Facilitated by Lew Karabatsos of Monster Worldwide, Jason Saul from Mission Measurement and Marlene Ibsen of the Travelers Companies led us through a discussion of whether or not our companies’ philanthropic initiatives are charitable (“nice to do”) or strategic (“imperative to do”). Jason recommends examining four items when building community programs:
- Look at social change as a business strategy
- Engage the core business functions to solve a societal problem
- Examine how this strategy will drive revenue or save resources
- Determine how the program will use a long-term, sustainable model
Marlene, from Travelers Companies, had a great example.
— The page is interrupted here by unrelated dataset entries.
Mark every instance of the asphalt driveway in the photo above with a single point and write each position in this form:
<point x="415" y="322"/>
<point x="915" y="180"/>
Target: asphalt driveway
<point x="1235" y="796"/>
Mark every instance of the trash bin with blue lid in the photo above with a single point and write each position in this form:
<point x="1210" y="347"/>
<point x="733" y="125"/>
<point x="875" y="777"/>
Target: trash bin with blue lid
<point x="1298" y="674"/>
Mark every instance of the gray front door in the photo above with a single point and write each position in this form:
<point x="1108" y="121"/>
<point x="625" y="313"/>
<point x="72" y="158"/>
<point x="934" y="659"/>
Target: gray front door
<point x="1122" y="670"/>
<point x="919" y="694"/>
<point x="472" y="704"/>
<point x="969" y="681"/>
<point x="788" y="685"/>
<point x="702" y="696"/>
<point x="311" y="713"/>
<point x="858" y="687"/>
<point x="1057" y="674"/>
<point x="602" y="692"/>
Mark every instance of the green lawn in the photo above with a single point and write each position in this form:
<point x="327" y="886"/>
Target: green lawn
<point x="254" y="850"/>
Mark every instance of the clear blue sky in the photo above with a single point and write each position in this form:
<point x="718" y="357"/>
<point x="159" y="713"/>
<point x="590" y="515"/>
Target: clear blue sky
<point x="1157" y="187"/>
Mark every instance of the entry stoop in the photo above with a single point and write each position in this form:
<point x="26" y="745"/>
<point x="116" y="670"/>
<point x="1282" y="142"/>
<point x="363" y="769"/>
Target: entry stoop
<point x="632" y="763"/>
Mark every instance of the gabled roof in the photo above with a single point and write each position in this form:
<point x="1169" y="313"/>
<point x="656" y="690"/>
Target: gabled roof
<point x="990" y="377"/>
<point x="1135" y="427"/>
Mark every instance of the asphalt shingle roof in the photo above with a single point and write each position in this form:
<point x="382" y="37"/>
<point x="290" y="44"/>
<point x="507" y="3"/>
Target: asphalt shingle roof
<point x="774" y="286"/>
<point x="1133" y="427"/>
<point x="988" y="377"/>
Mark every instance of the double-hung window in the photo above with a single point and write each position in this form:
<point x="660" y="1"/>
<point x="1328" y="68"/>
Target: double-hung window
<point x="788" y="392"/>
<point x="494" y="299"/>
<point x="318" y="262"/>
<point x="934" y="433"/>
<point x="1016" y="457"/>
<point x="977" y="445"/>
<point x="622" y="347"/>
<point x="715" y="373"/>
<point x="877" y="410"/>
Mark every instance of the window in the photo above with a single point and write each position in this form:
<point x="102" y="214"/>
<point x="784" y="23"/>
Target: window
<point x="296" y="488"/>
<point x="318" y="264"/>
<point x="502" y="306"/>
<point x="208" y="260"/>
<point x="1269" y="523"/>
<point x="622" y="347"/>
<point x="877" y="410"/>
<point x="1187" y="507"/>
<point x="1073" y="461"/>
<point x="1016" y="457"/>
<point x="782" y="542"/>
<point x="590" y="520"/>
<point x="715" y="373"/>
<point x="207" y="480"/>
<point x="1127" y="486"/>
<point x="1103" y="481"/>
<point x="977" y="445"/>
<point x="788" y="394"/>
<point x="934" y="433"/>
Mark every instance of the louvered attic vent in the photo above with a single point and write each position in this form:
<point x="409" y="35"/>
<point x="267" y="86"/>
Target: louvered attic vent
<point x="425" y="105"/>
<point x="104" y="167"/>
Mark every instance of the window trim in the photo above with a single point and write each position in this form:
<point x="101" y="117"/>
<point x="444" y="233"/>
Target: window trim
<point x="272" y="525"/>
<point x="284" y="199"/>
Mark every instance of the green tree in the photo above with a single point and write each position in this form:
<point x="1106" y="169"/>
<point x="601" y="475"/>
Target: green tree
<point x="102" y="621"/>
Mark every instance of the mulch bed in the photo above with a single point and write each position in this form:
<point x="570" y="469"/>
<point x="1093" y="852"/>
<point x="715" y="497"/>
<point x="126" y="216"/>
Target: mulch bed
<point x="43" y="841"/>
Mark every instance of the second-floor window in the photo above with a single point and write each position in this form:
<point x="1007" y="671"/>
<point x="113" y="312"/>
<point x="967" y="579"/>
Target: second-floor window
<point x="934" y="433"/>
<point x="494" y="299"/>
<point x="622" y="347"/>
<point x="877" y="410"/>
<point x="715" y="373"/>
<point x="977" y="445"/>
Headquartered in Hartford, CT, Travelers was disheartened to see that the Hartford Public Schools continued to fall behind the nation in testing scores, as drop-out rates increased, and despite large philanthropic investments from Travelers and other companies within the insurance industry. Additionally, the industry is starting to worry about a shrinking talent pool from which to garner future employees. Travelers began working with the public school system and other insurance company representatives to launch High School, Inc. – Hartford’s Insurance and Financial Services Academy. This innovative school is helping provide mentoring, internships and targeted education for at-risk students while at the same time addressing the long-term needs of Hartford’s insurance industry of finding qualified candidates for future employment. Just opened in Fall 2009, it’s too early to give concrete results, but anecdotal feedback from employees, students and parents are encouraging.
This example represents what Jason calls “Building Social Capital” and shows how community investment programs can demonstrate solutions to business needs. Jason stated five strategies on how businesses can build both business and social capital by:
- Examining back-door market entry by removing social barriers
- Pipelining talent into your workforce
- Investigating sub-market products to address unmet market needs
- Creating customers that are brand advocates via emotive customer bonding
- Conducting “reverse lobbying” by engaging the government as a business partner
Excellent stuff. It’s 4:15. My head is swimming. And I can’t wait for tomorrow.